Historical and Cultural Society of Clay County
  • Home
  • About Us
    • Mission
    • Hours and Location
    • Staff & Contacts
    • Board of Directors
    • Accessibility & Accommodations >
      • Site Map
    • Employment
    • HCSCC Supporters
  • Visit Us
    • Accessibility & Accommodations
    • Events >
      • Pangea 2023
      • History On Tap!
    • Exhibitions >
      • Ihdago Manipi
      • Downtown Moorhead: 150 Years of Change
      • Through Television’s Lens: The WDAY TV Negative Collection
      • Ralph's Corner Bar
    • The Hjemkomst >
      • Be More Colorful VR Tour
      • The Hjemkomst Ship Gallery
    • The Hopperstad Stave Church >
      • Be More Colorful VR Tour
    • Comstock House >
      • Comstock Hours and Admission
      • About the Comstock House
    • Bergquist Cabin
    • Viking Connection
    • Field Trips/Tours
  • Shop
    • Heritage Gift Shop
    • Become a Member
  • Join & Support
    • Join Today
    • Donate to HCSCC
    • Volunteer/Intern Opportunities
    • Felix Battles Monument
  • Research
    • COVID19 in Clay County
    • HCSCC Blog
    • Clay County Archives & Research >
      • Holdings
      • Finding Aids
      • Maps >
        • Fire Insurance Maps
        • Plat Books
      • Digital Books
    • Photo Catalog
    • Newsletters
    • HCSCC on MNopedia








Articles and Blogs


Walter, Karin, and the Polio Epidemic of '52-53

3/26/2020

1 Comment

 
Picture

Walter and Karin Krueger in the 1952-53 Polio Epidemic
Markus Krueger
March 26, 2020


* * * * * * * * * *

I remember when I was not yet ten, my grandpa and grandma, Walter and Karin Krueger, wrote up their life stories.

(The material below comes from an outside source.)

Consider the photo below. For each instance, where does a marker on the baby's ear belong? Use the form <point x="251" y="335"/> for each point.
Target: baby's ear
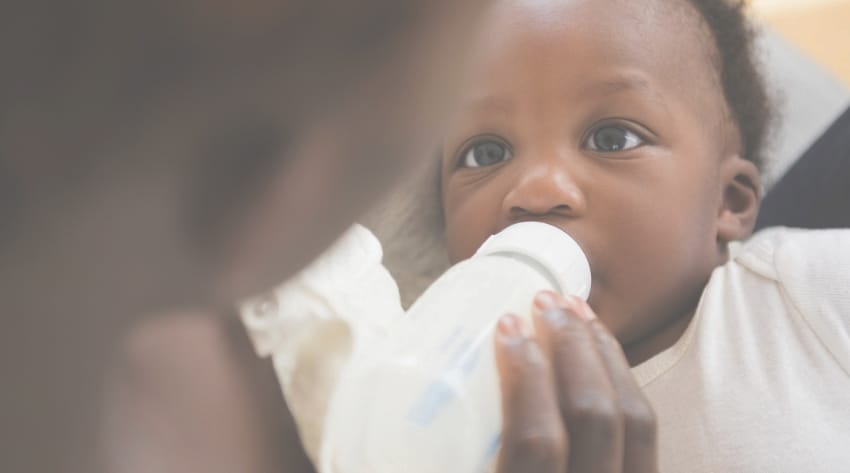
<point x="739" y="200"/>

They kept working on it until grandpa’s was 80 pages and grandma’s was 122. Everyone take note: this is the best possible gift anyone can give to their loved ones. As I read the pages, in their words, I remember their stories and I hear their voices. My feisty grandma Karin had the Scandinavian accent so often imitated when poking fun at Minnesotans. Walter’s voice cannot be imitated. In 1952, polio deadened his speaking muscles. In time, he trained different muscles in his throat to move and contract and vibrate with the breath he could muster from the quarter of a lung that still functioned. His voice was raspy, deep, kind of (but not exactly) like what you hear coming out of an old fast foot drive-thru intercom. You and I cannot make the same noises.

He was athletic as a young man growing up in Fargo. Not after 1952. Actually, I take that back. Every little thing he did required athleticism. Polio deadened his leg muscles, so he learned to walk by locking his legs straight and propelling himself forward using some still-living ankle muscles on the tops of his feet. All of his children and grandchildren associate him with his crutches. They were with him always, almost extensions of himself. He could not move without them and yet he could practically juggle with them. Years after his death, as several of his descendants were talking about how we have his crutches or pieces of them as mementos of him, my dad pointed out how much his father hated his crutches. But what Walt Krueger saw as a symbol of his disability, those who knew him saw as symbols of his adaptability and tenacity. Or maybe we just like them because they remind us of him. Heck, he’s probably the reason I wear so much plaid.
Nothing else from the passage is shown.